Table 4: Treatment Options

Pneumatic Dilation

  • How It Works:
    A balloon is inserted endoscopically and inflated at the LES, stretching and partially tearing the muscle to reduce pressure.

  • Efficacy:
    Provides durable symptom relief for many, especially in type II achalasia. Repeat treatments may be needed. Comparative studies show it is as effective as surgical myotomy in many cases 8 14 15 16 17.

  • Risks:
    Main risk is esophageal perforation, but this is relatively rare.

Surgical Myotomy (Heller Myotomy)

  • How It Works:
    The LES muscle is cut laparoscopically, often with a partial fundoplication to prevent reflux.

  • Efficacy:
    Considered the gold standard for long-term relief.
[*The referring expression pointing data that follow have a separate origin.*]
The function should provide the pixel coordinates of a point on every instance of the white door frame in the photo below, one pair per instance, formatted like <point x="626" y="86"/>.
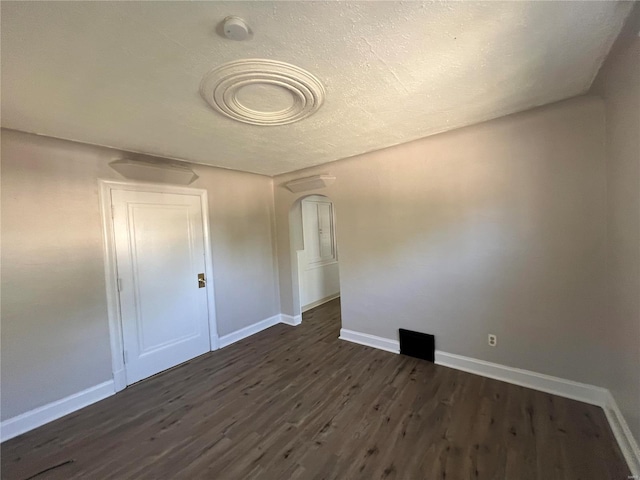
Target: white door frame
<point x="111" y="272"/>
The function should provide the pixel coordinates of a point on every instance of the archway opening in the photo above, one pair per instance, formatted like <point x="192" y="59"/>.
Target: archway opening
<point x="315" y="256"/>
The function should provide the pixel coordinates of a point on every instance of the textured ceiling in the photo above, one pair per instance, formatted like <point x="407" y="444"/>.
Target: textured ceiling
<point x="127" y="74"/>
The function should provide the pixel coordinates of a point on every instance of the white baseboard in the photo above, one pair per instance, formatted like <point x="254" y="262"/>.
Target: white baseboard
<point x="322" y="301"/>
<point x="245" y="332"/>
<point x="290" y="319"/>
<point x="622" y="432"/>
<point x="381" y="343"/>
<point x="120" y="380"/>
<point x="546" y="383"/>
<point x="525" y="378"/>
<point x="47" y="413"/>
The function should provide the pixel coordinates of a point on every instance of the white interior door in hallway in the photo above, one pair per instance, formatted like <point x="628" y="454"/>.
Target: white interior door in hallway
<point x="160" y="253"/>
<point x="320" y="276"/>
Adding a fundoplication reduces risk of postoperative reflux 14.

  • Suitability:
    Particularly beneficial for younger patients and those with type III achalasia 14 16 17.

Peroral Endoscopic Myotomy (POEM)

  • How It Works:
    A minimally invasive endoscopic procedure that cuts the muscle from inside the esophagus.

  • Benefits:
    Less invasive than surgery, promising results, especially for spastic/type III achalasia 5 8 15 16 17.

  • Considerations:
    Requires specialized expertise; long-term outcomes are still being studied.

Botulinum Toxin Injection

  • How It Works:
    Botox injected into the LES temporarily relaxes the muscle.

  • Use Case:
    Provides short-term relief, often used for elderly or high-risk patients unable to undergo definitive therapy. Effects wear off within months, and repeated injections may become less effective 4 5 7 14.

Medical Therapy

  • Medications:
    Nitrates and calcium channel blockers can reduce LES pressure, but usually offer only modest and short-lived benefit 4 5 15 17.

  • Role:
    Reserved for patients who cannot undergo other interventions.

Advanced/Salvage Treatment

  • End-stage Achalasia:
    In rare, severe cases with a massively dilated, non-functioning esophagus, surgical removal (esophagectomy) or placement of a feeding tube may be needed 4 16.

Treatment Selection and Follow-Up

  • Factors Influencing Choice:

    • Achalasia subtype (especially Type III may benefit more from surgery/POEM) 8 18
    • Patient age and comorbidities
    • Center expertise and patient preference
  • Follow-up:
    Ongoing monitoring is needed, as symptom recurrence can occur and interventions may need to be repeated 5 7 15 16 18.

  • Cancer Risk:
    There is a small but recognized increase in the risk of esophageal cancer in achalasia patients, but no consensus on surveillance strategies exists 4 11 15 16.

Conclusion

Achalasia is a complex disease—challenging both to diagnose and manage. Yet, ongoing research and advances in diagnostic methods and therapy have greatly improved outcomes for patients worldwide.

Key Points:

  • Symptoms often begin subtly, with dysphagia, regurgitation, and sometimes chest pain or respiratory issues being most common. Symptom severity does not always match findings on imaging.
  • Types are now defined by high-resolution manometry, with three recognized subtypes (I, II, III) that guide treatment and predict outcomes.
  • Causes involve a mix of autoimmune, genetic, and possibly viral factors, with the immune system attacking the esophageal nerves in genetically susceptible individuals.
  • Treatment focuses on reducing LES pressure, with pneumatic dilation, surgical myotomy, and POEM as mainstays, alongside supportive options like botulinum toxin for those unfit for definitive therapy.

Early recognition, tailored intervention, and ongoing monitoring are critical for optimal patient outcomes. As research continues, future therapies may finally target the root causes, not just the symptoms, of this enigmatic disease.